THE SHAPE OF THINGS REVIEWS –

7/10 CLASSIC ROCK

Electronic pioneer shows how it’s done.

Named after an HG Wells novel, this album’s title omits the words ‘To Come’, possibly because John Foxx has been living in the future for decades.

Now, the former Ultravox! singer and an influence on all of electro pop, releases his second album with The Maths. And while it’s business as usual – retro synths, papery drum machines, haunted vocals – it’s also as good as ever. Foxx’s talent for melody and lyrics hasn’t left him, and songs like the almost folky ‘September Town’ and the stuttering waltz of ‘The Shadow Of His Former Self’ are in a direct line from ‘Europe After The Rain’ and ‘The Quiet Men’. He’s also as spooky as ever on instrumental opener ‘Spirus’ and the iron wispiness of ‘Invisible Ray’. Anyone tempted by recent electronic music and who wants to see it done by one of its originators would be well advised to nip by here.’

4/5 RECORD COLLECTOR 

Foxx even plays guitar on one track! 

These days John Foxx has so much lead in his pencil, there’s hardly any room for the wooden casing. We’ve lost track of how many LPs he’s delivered in the last five years, though we’ve heard them all – and there’s not a duffer among them.
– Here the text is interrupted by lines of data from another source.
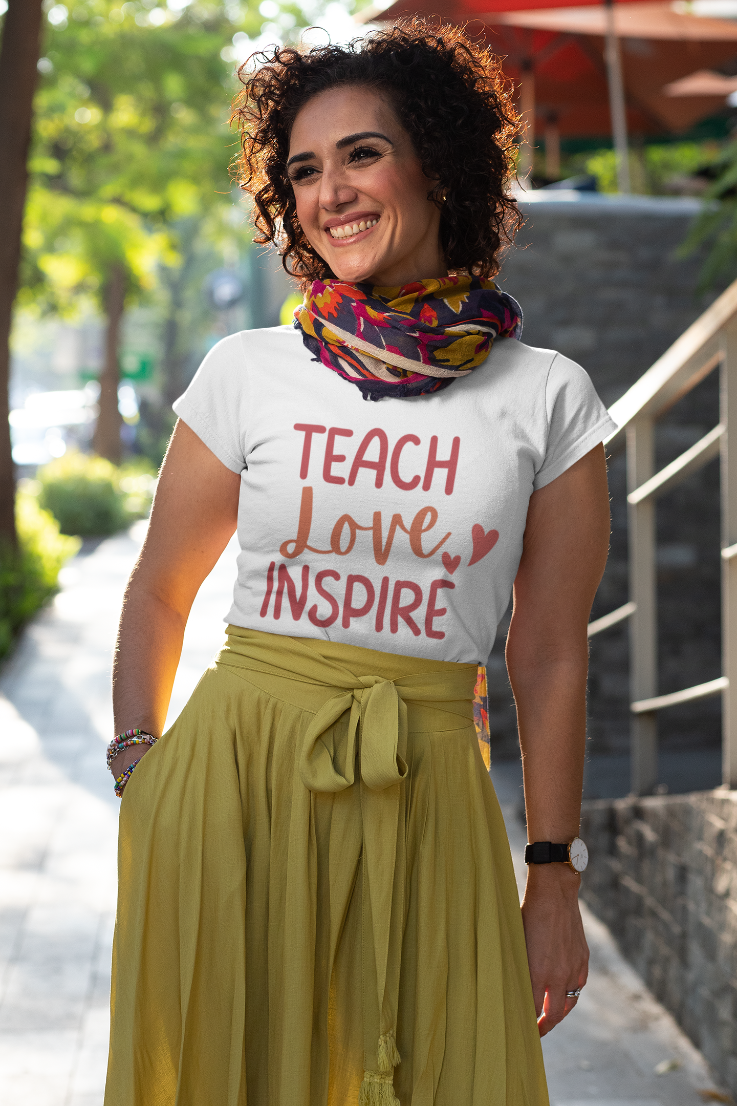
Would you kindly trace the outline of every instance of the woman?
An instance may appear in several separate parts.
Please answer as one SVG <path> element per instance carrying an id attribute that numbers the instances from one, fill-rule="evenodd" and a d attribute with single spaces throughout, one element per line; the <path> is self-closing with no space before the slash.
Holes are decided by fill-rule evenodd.
<path id="1" fill-rule="evenodd" d="M 587 974 L 562 862 L 613 427 L 488 279 L 516 219 L 489 54 L 413 23 L 243 80 L 241 181 L 305 302 L 175 405 L 130 578 L 105 1100 L 544 1106 Z M 235 529 L 228 644 L 151 748 Z M 473 722 L 513 583 L 528 835 L 566 853 L 522 916 Z"/>

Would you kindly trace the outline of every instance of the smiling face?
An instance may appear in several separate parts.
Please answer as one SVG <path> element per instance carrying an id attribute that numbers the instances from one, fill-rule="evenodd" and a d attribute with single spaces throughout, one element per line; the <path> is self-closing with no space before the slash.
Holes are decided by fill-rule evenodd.
<path id="1" fill-rule="evenodd" d="M 362 86 L 313 96 L 292 127 L 297 219 L 339 280 L 390 288 L 446 276 L 440 210 L 387 100 Z"/>

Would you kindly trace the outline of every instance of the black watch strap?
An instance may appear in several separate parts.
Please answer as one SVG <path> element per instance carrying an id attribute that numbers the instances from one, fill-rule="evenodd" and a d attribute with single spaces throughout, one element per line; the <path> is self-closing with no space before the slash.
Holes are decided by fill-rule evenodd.
<path id="1" fill-rule="evenodd" d="M 568 845 L 554 845 L 550 841 L 536 841 L 525 846 L 525 864 L 567 864 Z"/>

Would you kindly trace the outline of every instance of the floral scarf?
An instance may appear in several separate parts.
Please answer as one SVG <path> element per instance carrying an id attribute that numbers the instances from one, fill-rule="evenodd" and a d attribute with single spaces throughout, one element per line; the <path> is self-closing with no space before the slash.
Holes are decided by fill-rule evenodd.
<path id="1" fill-rule="evenodd" d="M 316 280 L 294 313 L 314 361 L 364 399 L 446 388 L 486 359 L 494 338 L 518 338 L 516 300 L 492 280 L 443 276 L 402 288 Z"/>

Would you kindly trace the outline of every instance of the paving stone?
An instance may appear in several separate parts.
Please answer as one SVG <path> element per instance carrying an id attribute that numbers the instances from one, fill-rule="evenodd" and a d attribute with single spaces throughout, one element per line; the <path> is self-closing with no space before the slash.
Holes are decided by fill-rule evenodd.
<path id="1" fill-rule="evenodd" d="M 2 1106 L 103 1102 L 118 811 L 104 768 L 109 665 L 141 538 L 138 526 L 83 550 L 64 571 L 62 595 L 0 674 Z M 168 724 L 223 639 L 235 552 L 233 543 L 196 599 Z M 62 692 L 66 722 L 54 707 Z M 523 876 L 519 780 L 495 768 L 495 783 Z M 601 814 L 602 832 L 611 817 Z M 575 1014 L 544 1042 L 554 1106 L 696 1106 L 696 1089 L 714 1086 L 704 1058 L 624 963 L 604 926 L 590 911 L 586 919 L 589 984 Z M 653 1074 L 656 1063 L 674 1057 L 682 1067 Z"/>

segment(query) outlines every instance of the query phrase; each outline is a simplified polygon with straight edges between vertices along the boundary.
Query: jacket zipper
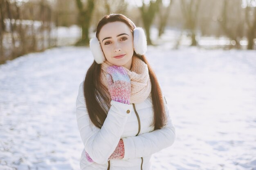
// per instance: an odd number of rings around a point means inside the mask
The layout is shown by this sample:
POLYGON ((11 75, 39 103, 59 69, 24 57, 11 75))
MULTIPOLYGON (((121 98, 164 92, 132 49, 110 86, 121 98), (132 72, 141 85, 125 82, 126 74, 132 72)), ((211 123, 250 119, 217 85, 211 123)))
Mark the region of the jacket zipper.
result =
MULTIPOLYGON (((138 123, 139 124, 139 129, 138 130, 138 133, 136 135, 136 136, 138 136, 139 132, 140 132, 140 120, 139 119, 139 114, 138 114, 138 112, 136 110, 136 108, 135 107, 135 104, 132 103, 132 106, 133 106, 133 110, 134 110, 134 112, 135 112, 135 114, 136 114, 136 116, 137 116, 137 119, 138 119, 138 123)), ((141 157, 141 164, 140 166, 140 169, 141 170, 142 170, 142 164, 143 164, 143 158, 141 157)))
MULTIPOLYGON (((135 107, 135 104, 132 103, 132 106, 133 107, 133 110, 134 110, 134 112, 135 112, 135 114, 136 115, 136 116, 137 117, 137 119, 138 120, 138 124, 139 124, 139 129, 138 130, 138 133, 136 134, 136 136, 138 136, 139 132, 140 132, 140 120, 139 119, 139 114, 138 114, 138 112, 136 110, 136 108, 135 107)), ((143 164, 143 158, 142 157, 141 157, 141 164, 140 166, 140 169, 141 170, 142 170, 142 165, 143 164)), ((108 161, 108 170, 110 170, 110 161, 108 161)))

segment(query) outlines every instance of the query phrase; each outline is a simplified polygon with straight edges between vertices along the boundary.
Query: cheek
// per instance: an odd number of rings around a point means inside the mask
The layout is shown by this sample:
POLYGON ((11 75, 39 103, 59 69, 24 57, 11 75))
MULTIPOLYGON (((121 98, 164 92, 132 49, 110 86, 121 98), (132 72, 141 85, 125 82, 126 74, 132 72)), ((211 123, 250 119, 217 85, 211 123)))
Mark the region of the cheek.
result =
POLYGON ((133 42, 132 40, 126 41, 123 44, 124 47, 126 49, 133 50, 133 42))

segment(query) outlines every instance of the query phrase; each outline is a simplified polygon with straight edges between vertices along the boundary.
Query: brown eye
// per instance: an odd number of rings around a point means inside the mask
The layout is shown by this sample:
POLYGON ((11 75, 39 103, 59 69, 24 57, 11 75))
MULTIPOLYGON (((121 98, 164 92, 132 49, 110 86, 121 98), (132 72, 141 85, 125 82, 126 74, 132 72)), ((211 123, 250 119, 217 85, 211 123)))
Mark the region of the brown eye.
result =
POLYGON ((121 40, 122 40, 122 41, 125 41, 127 39, 127 38, 126 37, 123 37, 122 38, 121 38, 121 40))

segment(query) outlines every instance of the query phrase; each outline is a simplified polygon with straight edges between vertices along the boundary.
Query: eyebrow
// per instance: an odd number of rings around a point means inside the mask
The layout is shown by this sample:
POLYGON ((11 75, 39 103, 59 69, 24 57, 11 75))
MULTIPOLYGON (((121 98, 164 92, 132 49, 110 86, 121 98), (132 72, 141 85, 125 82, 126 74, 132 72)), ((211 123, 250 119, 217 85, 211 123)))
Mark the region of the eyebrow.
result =
MULTIPOLYGON (((122 36, 123 35, 127 35, 128 36, 129 36, 129 35, 127 34, 126 33, 123 33, 123 34, 120 34, 118 35, 117 36, 117 37, 119 37, 119 36, 122 36)), ((103 42, 103 41, 104 41, 105 40, 106 40, 106 39, 108 39, 108 38, 112 38, 112 37, 106 37, 105 38, 104 38, 103 40, 102 40, 102 42, 103 42)))

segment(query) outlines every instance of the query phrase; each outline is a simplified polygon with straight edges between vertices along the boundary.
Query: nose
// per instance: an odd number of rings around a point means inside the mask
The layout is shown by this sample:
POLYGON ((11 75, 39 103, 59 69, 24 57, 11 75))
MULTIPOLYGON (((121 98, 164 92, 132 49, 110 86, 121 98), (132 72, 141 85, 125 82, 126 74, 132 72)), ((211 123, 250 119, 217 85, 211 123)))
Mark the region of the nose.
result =
POLYGON ((115 52, 118 52, 121 51, 121 49, 120 47, 120 46, 118 44, 118 43, 116 43, 115 45, 115 48, 114 49, 114 51, 115 52))

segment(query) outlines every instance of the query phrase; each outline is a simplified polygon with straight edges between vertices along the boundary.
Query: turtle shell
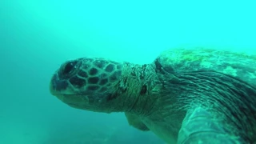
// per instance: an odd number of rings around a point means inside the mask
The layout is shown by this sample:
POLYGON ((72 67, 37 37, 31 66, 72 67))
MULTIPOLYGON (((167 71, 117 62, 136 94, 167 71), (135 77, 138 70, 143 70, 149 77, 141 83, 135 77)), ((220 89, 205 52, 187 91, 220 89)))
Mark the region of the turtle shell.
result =
POLYGON ((163 72, 214 71, 230 75, 256 88, 256 52, 205 47, 170 49, 157 58, 163 72))

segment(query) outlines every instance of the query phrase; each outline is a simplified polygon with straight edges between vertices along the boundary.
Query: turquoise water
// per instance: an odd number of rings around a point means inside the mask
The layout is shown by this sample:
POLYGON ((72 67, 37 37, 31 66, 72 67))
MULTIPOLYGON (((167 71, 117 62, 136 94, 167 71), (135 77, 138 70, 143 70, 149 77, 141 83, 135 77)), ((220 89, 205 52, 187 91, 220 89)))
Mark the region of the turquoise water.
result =
POLYGON ((172 46, 256 49, 254 1, 0 1, 0 143, 164 143, 123 114, 69 107, 52 74, 85 56, 144 63, 172 46))

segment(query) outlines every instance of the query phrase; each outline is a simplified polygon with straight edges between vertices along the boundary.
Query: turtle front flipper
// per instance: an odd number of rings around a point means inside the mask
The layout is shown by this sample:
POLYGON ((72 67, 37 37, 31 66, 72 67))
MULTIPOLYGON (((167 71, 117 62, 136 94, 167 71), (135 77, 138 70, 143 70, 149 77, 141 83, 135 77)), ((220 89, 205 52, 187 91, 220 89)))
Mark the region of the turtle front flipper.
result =
POLYGON ((243 142, 229 134, 206 110, 197 107, 187 112, 179 130, 178 143, 238 144, 243 142))

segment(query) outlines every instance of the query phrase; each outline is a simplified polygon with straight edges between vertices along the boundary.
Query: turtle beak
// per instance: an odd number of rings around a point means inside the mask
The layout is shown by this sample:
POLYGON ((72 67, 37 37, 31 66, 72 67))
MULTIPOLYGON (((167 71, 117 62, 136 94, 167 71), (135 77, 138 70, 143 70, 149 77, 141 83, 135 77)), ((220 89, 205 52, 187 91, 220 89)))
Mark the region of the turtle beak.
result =
POLYGON ((66 80, 59 79, 58 74, 54 74, 50 82, 50 92, 53 95, 56 95, 61 90, 66 90, 68 86, 66 80))

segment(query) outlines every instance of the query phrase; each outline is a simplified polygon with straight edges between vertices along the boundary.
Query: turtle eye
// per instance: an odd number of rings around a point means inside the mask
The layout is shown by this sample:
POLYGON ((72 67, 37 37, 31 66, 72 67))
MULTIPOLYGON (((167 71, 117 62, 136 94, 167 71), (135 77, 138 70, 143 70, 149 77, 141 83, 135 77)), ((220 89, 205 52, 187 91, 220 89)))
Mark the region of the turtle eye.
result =
POLYGON ((74 62, 69 62, 66 64, 64 70, 63 70, 63 74, 70 74, 74 68, 75 68, 75 65, 78 63, 78 61, 74 62))

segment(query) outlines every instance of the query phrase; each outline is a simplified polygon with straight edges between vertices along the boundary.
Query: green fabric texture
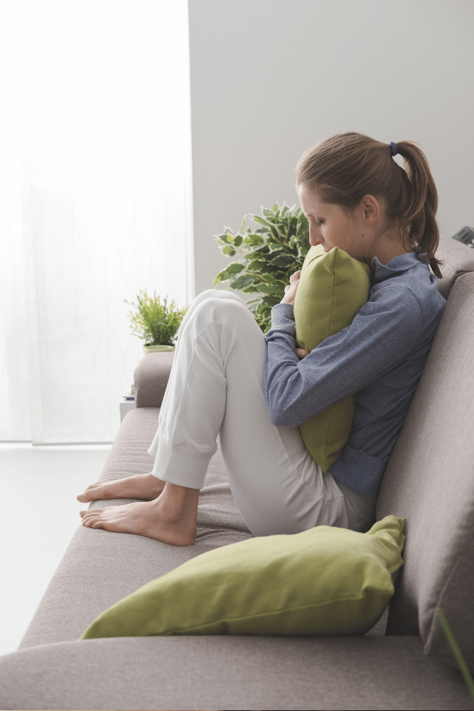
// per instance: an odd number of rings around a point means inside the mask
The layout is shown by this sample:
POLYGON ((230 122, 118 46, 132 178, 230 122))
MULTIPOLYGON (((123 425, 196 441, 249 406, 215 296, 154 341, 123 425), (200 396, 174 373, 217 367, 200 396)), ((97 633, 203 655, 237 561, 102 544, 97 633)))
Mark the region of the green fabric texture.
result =
MULTIPOLYGON (((329 336, 350 326, 367 301, 370 269, 335 247, 325 252, 311 247, 304 260, 293 314, 296 342, 310 353, 329 336)), ((354 397, 347 397, 299 425, 311 456, 328 471, 349 439, 354 417, 354 397)))
POLYGON ((81 639, 176 634, 360 634, 403 565, 404 518, 367 533, 316 526, 198 555, 102 612, 81 639))

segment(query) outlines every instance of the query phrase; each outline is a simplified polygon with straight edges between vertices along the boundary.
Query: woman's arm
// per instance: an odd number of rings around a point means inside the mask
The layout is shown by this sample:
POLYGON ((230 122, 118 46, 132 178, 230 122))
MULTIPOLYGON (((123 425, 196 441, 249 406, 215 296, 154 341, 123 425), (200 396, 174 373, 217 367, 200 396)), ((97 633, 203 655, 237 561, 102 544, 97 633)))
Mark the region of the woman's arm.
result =
MULTIPOLYGON (((394 280, 392 280, 394 281, 394 280)), ((360 309, 350 326, 326 338, 300 360, 291 304, 271 311, 265 334, 264 389, 270 419, 296 427, 355 395, 432 339, 441 313, 428 318, 404 285, 385 282, 360 309), (436 323, 435 323, 436 321, 436 323)))

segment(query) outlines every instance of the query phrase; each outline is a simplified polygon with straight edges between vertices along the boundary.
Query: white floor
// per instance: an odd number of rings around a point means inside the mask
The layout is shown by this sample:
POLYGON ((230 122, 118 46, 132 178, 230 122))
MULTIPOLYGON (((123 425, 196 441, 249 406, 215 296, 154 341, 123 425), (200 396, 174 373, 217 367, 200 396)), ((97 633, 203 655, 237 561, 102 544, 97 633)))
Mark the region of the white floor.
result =
POLYGON ((0 444, 0 655, 18 648, 110 447, 0 444))

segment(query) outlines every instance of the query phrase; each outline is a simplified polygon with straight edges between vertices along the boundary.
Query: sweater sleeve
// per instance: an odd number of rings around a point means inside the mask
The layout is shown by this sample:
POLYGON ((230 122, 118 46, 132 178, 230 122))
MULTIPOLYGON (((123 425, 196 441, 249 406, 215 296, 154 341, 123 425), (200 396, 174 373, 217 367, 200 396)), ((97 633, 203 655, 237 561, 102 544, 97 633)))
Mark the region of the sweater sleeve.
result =
MULTIPOLYGON (((306 358, 296 356, 293 306, 271 309, 265 334, 264 392, 271 422, 296 427, 353 395, 400 363, 424 341, 422 309, 406 288, 379 289, 350 326, 306 358)), ((431 338, 426 333, 426 338, 431 338)))

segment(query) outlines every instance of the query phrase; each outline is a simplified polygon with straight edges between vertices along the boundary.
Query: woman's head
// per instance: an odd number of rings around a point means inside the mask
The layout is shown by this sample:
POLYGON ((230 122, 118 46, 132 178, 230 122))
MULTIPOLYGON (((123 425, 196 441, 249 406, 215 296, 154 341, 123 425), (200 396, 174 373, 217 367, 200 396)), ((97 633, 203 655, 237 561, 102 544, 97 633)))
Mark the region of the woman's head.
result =
POLYGON ((372 196, 403 247, 426 252, 439 277, 441 262, 434 256, 439 242, 436 187, 428 161, 415 144, 403 141, 397 148, 407 172, 394 161, 389 144, 357 133, 333 136, 301 156, 296 187, 306 201, 314 194, 315 201, 338 206, 348 218, 357 216, 364 198, 372 196))

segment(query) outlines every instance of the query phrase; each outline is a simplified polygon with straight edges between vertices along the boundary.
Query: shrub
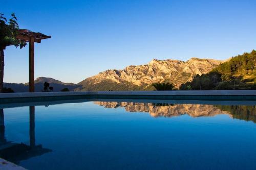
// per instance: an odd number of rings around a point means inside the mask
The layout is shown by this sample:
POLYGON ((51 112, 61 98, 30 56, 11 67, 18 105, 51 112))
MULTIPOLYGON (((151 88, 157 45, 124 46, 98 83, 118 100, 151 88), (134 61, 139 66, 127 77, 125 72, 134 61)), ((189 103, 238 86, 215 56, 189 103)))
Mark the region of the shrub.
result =
POLYGON ((157 90, 173 90, 174 89, 174 85, 170 83, 157 83, 152 84, 152 86, 157 90))

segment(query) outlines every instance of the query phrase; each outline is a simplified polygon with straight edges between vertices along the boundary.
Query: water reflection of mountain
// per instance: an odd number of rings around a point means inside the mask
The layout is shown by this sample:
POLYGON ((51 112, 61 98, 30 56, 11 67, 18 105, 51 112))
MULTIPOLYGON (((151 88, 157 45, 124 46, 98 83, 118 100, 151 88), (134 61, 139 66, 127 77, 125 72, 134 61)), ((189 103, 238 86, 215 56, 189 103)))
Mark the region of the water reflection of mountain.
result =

It seems that Foxx has unfurled The Maths as a convenient banner under which he can deploy a revolving carousel of players with which to collaborate. On his latest, The Shape Of Things, Foxx shares compositional and recording duties with Ben Edwards, aka Benge – his collaborator on last year’s Interplay, and the man who celebrated vintage synths of all shapes and sizes on 2008′s Twenty Systems. Rather than build upon the electro-pop wonderment of the duo’s previous outing, there’s a more experimental edge here, though tracks such as ‘Rear-View Mirror’ and ‘September Town’ would boost Interplay‘s portfolio.

The light-and-shade nuances to instrumentals ‘Psytron’, ‘Modreno’, ‘Astoria’, ‘Invisible Ray’ and ‘Buddwing’, however, are utterly compelling electronic hymns. There’s an aroma of Bowie’s seminal Low at work here, especially on ‘Unrecognised’ which comes fuelled by techno bubbles, striking synth lines a mournful vocal invoking loss.

Another great LP from Foxx and, after Gary Numan’s recent foray into experimental electronica, we hope that a collaboration between the pair is on the cards.’